Editorial
Pourquoi ou comment? |
Juin 2003 |
A quel type de question tente de répondre la Science: à la question du "comment" ou à celle du "pourquoi"?
Cela a été un débat à la mode en un temps, et il n'y a probablement pas de réponse claire et nette, tout simplement parce que le vocabulaire est trop flou. En d'autres termes, la question est sans doute mal posée.
"Comment" a une certaine connotation descriptive: "Comment vivaient les dinosaures?", "comment se propage la lumière?..." On attend de ce type de question, une narration d'observations, ou un compte rendu de suppositions.
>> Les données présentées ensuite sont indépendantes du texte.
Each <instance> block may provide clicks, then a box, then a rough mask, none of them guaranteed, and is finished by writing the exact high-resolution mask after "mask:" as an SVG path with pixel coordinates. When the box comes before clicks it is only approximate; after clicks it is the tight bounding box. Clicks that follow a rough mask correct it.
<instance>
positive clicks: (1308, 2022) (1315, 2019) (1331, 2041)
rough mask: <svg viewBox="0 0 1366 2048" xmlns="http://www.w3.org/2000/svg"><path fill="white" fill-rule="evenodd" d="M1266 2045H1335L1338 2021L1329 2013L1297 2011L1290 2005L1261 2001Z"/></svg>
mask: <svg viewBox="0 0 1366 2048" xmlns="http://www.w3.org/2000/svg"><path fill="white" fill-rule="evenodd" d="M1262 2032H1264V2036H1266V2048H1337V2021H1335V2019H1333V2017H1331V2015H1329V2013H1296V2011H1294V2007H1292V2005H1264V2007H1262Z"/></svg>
Il semble donc que ce soit une partie de la démarche scientifique: soit une forme d'introduction à une recherche d'informations, soit un aboutissement, un bilan d'observations.
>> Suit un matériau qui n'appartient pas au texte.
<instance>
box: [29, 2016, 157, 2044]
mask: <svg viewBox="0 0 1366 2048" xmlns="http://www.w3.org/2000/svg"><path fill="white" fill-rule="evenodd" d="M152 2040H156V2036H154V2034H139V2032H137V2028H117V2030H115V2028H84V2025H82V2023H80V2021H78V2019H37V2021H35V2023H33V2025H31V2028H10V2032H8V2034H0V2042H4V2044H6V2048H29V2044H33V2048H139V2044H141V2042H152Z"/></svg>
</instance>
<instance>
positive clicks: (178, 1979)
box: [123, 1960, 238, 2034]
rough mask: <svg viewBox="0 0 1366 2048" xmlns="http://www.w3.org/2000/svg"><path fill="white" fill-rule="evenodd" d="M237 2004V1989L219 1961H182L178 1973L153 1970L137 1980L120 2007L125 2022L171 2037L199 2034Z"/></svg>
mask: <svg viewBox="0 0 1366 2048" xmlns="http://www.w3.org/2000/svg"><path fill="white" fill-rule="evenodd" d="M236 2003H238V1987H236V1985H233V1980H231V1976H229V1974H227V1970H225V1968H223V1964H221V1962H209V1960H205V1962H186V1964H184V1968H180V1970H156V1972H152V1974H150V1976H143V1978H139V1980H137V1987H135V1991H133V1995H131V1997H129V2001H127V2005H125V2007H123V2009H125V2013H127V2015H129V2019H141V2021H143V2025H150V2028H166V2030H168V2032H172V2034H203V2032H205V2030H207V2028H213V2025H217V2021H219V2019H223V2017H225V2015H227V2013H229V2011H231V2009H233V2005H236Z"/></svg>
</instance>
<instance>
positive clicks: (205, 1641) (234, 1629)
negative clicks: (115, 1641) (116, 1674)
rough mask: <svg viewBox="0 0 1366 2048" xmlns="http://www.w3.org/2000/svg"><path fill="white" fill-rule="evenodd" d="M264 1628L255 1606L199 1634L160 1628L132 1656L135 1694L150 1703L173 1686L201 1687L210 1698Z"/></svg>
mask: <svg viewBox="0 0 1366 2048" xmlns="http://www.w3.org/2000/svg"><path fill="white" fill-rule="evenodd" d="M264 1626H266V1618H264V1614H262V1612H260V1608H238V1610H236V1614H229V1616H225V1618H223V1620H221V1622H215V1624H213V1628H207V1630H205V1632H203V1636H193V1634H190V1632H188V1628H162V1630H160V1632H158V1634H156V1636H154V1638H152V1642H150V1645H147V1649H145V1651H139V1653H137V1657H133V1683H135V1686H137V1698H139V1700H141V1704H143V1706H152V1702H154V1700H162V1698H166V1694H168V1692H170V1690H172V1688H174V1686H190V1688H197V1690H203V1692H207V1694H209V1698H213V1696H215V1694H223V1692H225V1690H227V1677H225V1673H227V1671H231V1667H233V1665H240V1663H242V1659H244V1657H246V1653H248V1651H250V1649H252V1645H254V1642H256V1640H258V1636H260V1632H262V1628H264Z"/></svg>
"Pourquoi" est peut-être plus ambigu. Dans le langage courant "Pourquoi faites vous cela?" peut-être synonyme à la fois de "Dans quel but?..." ou de "Pour quelle raison?...". On pourrait donner alors une réponse du genre cause ou bien du genre conséquence... Les scientifiques ne s'aventurent pas (d'habitude) à tenter de donner un but aux phénomènes qu'ils observent, sauf par abus de langage. Par exemple, lorsqu'on observe que les oeufs de certains oiseaux marins pondant sur des rebords de falaises sont de forme très coniques, on entend parfois dire que c'est dans le but d'éviter qu'ils ne tombent. En effet puisqu'en roulant, ils pivotent et se placent la pointe en haut, cela leur interdit de rouler davantage. Bien sûr, ces oiseaux ne confectionnent pas sciemment leurs oeufs dans cet objectif. L'évolution Darwinienne nous a appris que les espèces d'oiseaux pondant ce genre d'oeufs étaient avantagées par rapport aux autres. La sélection naturelle a donc trié et conservé cette caractéristique favorisant les individus et ainsi l'espèce.
Finalement le "Pour quelle raison?" est peut-être le mieux placé à propos de la richesse en contenu. En tentant de répondre à une telle question, on balaie une grande partie de la méthodologie scientifique. En effet, il nous faut d'abord confirmer l'observation, éventuellement de plusieurs façons différentes. Ensuite, il faut trouver un lien causal, une raison en fait, expliquant que ce phénomène se produise tel qu'on l'observe. Et enfin, il faut vérifier la raison invoquée, en testant toutes les conséquences que l'on peut en tirer. Si certaines des conséquences ne se vérifient pas, il peut être nécessaire à ce moment de trouver une meilleure raison.
C'est cette démarche, me semble-t-il, qu'il est important de faire apprécier aux élèves et étudiants en Sciences. Cela permet d'éviter de penser que décrire la Nature, c'est la comprendre. Inventorier et classifier le contenu de notre Univers est une étape inévitable, mais le raisonnement scientifique lui donne un sens en tissant les liens existants entre tous les éléments observés.